“Hmm, that’s strange, it smells a little like something’s burning,” I thought vaguely to myself, then quickly dismissed the fleeting notion as I went back to wiping out kitchen cabinets at our friends’ house, while Kent helped load their moving truck.
Moments later, I really smelled smoke.
What happened next was over and done in mere seconds, but the series of events is indelibly etched in my brain. It happened like this:
- I turned around to seek the source of the acrid odor, and at that instant, the mountain (it seemed) of packing paper which had been sitting on the stove ignited into flames. I wondered, bewildered, how the paper was on fire.
- Then I noticed that the knob for one of the stove burners was boldly set on Hi. For what seemed like eternity, but could have only been a split second, I puzzled over how that could possibly have happened when I was alone in the kitchen and hadn’t touched the stove.
- It felt like impossibly slow, muddled thinking as I finally understood that a flap on the box I had slid out of the way a few minutes earlier must have caught on the burner control. It was a simple act of inattentive carelessness.
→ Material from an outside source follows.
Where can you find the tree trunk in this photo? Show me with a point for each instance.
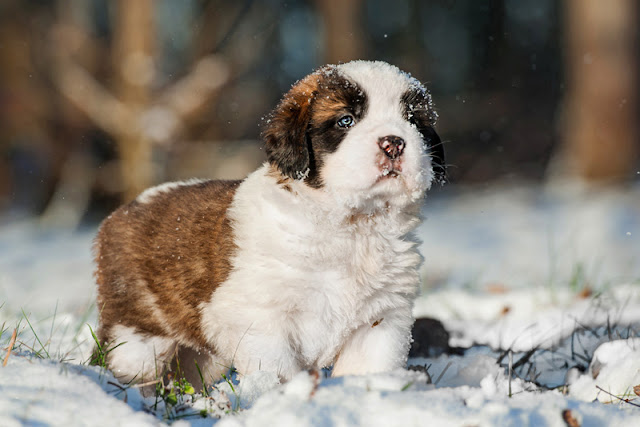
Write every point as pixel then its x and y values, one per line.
pixel 133 56
pixel 342 29
pixel 600 129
It was my fault.
- As panic battled with the unfolding confusion for attention in my brain, I picked up a stack of the burning paper and tried to blow out the flames, which was a little like trying to blow out a Duraflame log. It wasn’t happening. Even if it had worked, there was still more paper incinerating itself below.
- Adrenaline pumping, I yelled in full panic mode, “Fire! Fire!” as I dashed back and forth to the sink three or four times to throw every shred of the flaming paper under water.
- Just when I thought I was done, I noticed that a lone sheet had dropped to the floor, still ablaze, and threatened to engulf the dish rag hanging on the front of the stove. I dove to capture the stray offender and save the imperiled dish rag, along with anything else flammable in the vicinity.
- At some point Kent and our friends arrived on the scene, but I already had things under control. Kent patted me on the back saying “good job, ‘Niquey, good thinking.” He told me later that he didn’t think I even knew he was there, so focused was I on dousing the burning paper. But my senses were hyper-aware. I took in everything in more detail than seems possible, just like in the movies when things happen in slow motion. Slow motion is exactly what it felt like.
- Finally, realizing I was shaking, I sank to the step stool I had been standing on when it all began, burying my face in my hands out of sheer relief that I had not actually set my friends’ home on fire, while they consoled, “It’s okay, Mo. It’s okay.”
- As I surveyed the charred paper that littered the floor, I felt simultaneously thankful that no damage had been done (except to my psyche), grateful for incredibly understanding friends, and guilty that the extra time I would now have to spend cleaning up the mess meant that much less I’d get done in the rest of the house. So much for “helping.”
I always knew I was a menace in the kitchen. I just always thought it only pertained to actually cooking. So if I ever offer to help anyone move, you might want to insist that I bring along my own personal fire extinguisher. Just in case.